Unlike a patent, a copyright gives no exclusive right to the art disclosed; protection is given only to the expression of the idea—not the idea itself.[39] Thus, in Baker v. Selden, 101 U. S. 99, the Court held that a copyrighted book on a peculiar system of bookkeeping was not infringed by a similar book using a similar plan which achieved similar results where the alleged infringer made a different arrangement of the columns and used different headings. The distinction is illustrated in Fred Fisher, Inc. v. Dillingham, 298 F. 145, 151, when the court speaks of two men, each a perfectionist, independently making 218 maps of the same territory. Though the maps are identical, each may obtain the exclusive right to make copies of his own particular map, and yet neither will infringe the other's copyright. Likewise a copyrighted directory is not infringed by a similar directory which is the product of independent work.[40] The copyright protects originality rather than novelty or invention—conferring only "the sole right of multiplying copies."[41] Absent copying there can be no infringement of copyright.[42] Thus, respondents may not exclude others from using statuettes of human figures in table lamps; they may only prevent use of copies of their statuettes as such or as incorporated in some other article. Regulation § 202.8, supra, makes clear that artistic articles are protected in "form but not their mechanical or utilitarian aspects." See Stein v. Rosenthal, 103 F. Supp. 227, 231. The dichotomy of protection for the aesthetic is not beauty and utility but art for the copyright and the invention of original and ornamental design for design patents. We find nothing in the copyright statute to support the argument that the intended use or use in industry of an article eligible for copyright bars or invalidates its registration. We do not read such a limitation into the copyright law.

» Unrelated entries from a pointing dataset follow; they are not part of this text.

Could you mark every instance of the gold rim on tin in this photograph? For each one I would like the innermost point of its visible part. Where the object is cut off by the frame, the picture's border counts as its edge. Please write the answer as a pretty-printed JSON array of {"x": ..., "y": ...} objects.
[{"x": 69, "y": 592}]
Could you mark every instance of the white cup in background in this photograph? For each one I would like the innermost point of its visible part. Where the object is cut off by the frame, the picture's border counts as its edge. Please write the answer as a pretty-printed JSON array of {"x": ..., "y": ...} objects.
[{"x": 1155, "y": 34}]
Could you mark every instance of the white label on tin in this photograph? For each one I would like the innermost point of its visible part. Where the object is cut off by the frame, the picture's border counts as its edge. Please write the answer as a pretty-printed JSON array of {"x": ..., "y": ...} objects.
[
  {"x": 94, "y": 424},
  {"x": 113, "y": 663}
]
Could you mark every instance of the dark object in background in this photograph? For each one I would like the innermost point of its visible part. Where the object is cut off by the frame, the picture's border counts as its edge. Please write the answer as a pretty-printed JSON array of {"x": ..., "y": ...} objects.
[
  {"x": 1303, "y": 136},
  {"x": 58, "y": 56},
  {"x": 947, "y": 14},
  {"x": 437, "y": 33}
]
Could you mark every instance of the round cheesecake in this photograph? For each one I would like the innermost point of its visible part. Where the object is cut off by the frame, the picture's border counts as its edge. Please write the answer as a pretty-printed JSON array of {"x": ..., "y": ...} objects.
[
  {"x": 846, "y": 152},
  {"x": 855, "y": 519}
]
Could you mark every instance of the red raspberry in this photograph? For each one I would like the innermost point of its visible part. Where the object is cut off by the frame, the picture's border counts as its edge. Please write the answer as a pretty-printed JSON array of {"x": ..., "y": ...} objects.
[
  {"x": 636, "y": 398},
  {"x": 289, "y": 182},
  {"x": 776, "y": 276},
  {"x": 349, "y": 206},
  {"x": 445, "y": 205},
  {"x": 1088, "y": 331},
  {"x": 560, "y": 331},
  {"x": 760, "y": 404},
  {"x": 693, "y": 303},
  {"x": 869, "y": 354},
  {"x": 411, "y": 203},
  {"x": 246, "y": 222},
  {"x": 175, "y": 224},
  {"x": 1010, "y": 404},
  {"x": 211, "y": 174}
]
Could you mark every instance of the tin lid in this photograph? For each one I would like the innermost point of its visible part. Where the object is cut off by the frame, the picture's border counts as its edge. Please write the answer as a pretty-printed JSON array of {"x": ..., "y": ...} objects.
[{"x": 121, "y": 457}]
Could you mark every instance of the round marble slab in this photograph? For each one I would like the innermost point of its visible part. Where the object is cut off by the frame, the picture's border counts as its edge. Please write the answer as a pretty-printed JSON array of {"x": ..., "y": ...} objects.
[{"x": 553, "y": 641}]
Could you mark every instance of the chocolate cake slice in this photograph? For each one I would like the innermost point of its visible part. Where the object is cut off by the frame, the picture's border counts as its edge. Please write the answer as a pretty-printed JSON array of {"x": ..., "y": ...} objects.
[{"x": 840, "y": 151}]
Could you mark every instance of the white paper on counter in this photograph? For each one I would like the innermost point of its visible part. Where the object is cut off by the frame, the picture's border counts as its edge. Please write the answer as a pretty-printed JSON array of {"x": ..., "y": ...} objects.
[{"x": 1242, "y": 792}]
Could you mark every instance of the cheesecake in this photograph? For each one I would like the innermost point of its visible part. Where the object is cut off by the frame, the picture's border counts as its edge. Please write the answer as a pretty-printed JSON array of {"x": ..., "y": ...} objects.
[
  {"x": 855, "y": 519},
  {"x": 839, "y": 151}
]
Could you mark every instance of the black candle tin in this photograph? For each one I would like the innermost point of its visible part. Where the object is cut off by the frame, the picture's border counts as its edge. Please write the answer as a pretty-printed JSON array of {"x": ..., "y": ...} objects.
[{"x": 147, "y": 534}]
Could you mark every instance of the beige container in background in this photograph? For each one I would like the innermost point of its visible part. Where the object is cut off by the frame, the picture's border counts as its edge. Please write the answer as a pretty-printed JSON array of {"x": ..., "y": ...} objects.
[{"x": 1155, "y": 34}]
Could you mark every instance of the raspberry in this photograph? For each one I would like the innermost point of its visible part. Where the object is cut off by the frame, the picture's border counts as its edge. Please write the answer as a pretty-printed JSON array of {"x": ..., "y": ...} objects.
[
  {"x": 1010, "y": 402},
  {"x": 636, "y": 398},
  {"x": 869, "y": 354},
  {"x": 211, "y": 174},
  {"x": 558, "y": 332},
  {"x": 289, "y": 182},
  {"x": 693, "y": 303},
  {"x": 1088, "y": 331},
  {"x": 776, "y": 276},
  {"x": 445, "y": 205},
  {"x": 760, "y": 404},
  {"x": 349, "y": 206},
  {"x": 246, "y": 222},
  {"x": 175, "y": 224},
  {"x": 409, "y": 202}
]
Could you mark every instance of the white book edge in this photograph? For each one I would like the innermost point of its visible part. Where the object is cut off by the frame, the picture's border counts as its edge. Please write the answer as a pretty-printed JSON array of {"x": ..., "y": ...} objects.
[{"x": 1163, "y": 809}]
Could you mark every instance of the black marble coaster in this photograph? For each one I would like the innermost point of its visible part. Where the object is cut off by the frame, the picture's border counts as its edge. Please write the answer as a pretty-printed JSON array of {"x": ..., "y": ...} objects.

FOOTNOTES [referenced above]
[39] F. W. Woolworth Co. v. Contemporary Arts, 193 F. 2d 162; Ansehl v. Puritan Pharmaceutical Co., 61 F. 2d 131; Fulmer v. United States, 122 Ct. Cl. 195, 103 F. Supp. 1021; Muller v. Triborough Bridge Authority, 43 F. Supp. 298.
[40] Sampson & Murdock Co. v. Seaver-Radford Co., 140 F. 539. See, Anno. 26 A. L. R. 585.
[41] Jeweler's Circular Pub. Co. v. Keystone Publishing Co., 281 F. 83, 94.
[42] White-Smith Music Pub. Co. v. Apollo Co., 209 U. S. 1; Bleistein v. Donaldson Lithographing Co., 188 U. S. 239, 249; Arustein v. Porter, 154 F. 2d 464, 468-469; Alfred Bell & Co., Ltd. v. Catalda Fine Arts, Inc., 191 F. 2d 99, 103; Ansehl v. Puritan Pharmaceutical Co., supra; Christic v. Cohan, 154 F. 2d 827.